Nicole Jabo, 25, assessed the financial burden of type II diabetes on adult patients in her home country of Rwanda.
Her classmate Leila Dusabe, a 27-year-old from Burundi, examined barriers to voluntary male circumcision, hoping to increase rates of a practice that’s widely viewed as a preventative measure against HIV.
They described their capstone projects earlier this year while seated in a well-equipped classroom—flat-screen monitor, Wi-Fi connectivity, whiteboards, movable tables and walls—at the University of Global Health Equity, a Partners In Health initiative in northern Rwanda. Joining them were two of their classmates: 34-year-old John Bosco Kamugisha, from southern Uganda, and 37-year-old Peter Muriuki, from Nairobi, Kenya.

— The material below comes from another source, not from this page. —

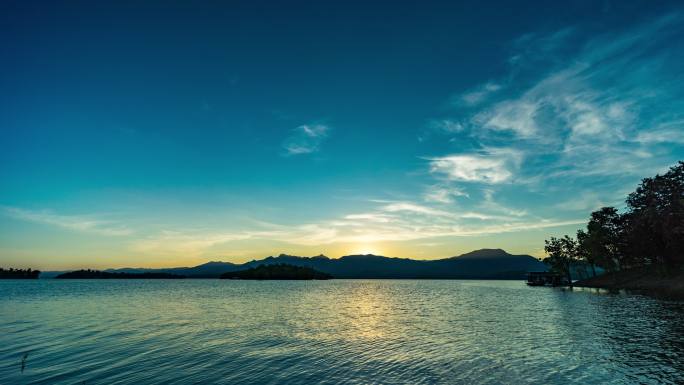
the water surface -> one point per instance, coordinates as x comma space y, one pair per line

The projects are the culmination of their studies in UGHE’s one-year Master of Science in Global Health Delivery program, which 24 students, including these four, began in September and completed this month. They have been the first class to live and study full-time on UGHE’s new campus, formally inaugurated in January in the rural region of Butaro.
Mountains surround the campus, which is not far from Volcanoes National Park—extinct volcano Mount Muhabura looms on the near horizon, in fact, its peak sometimes shrouded by clouds. The borders of Uganda and Democratic Republic of the Congo also are just miles away, close enough that when referring to those countries, people at UGHE often point over nearby hills as if to say, “just over there.”
But as the four students discussed their experiences and work at UGHE, what it meant to be the first class living on campus, and their interactions with the Butaro community, their heads were far from the clouds. They had immediate concerns, such as studying and projects ahead of graduation in August.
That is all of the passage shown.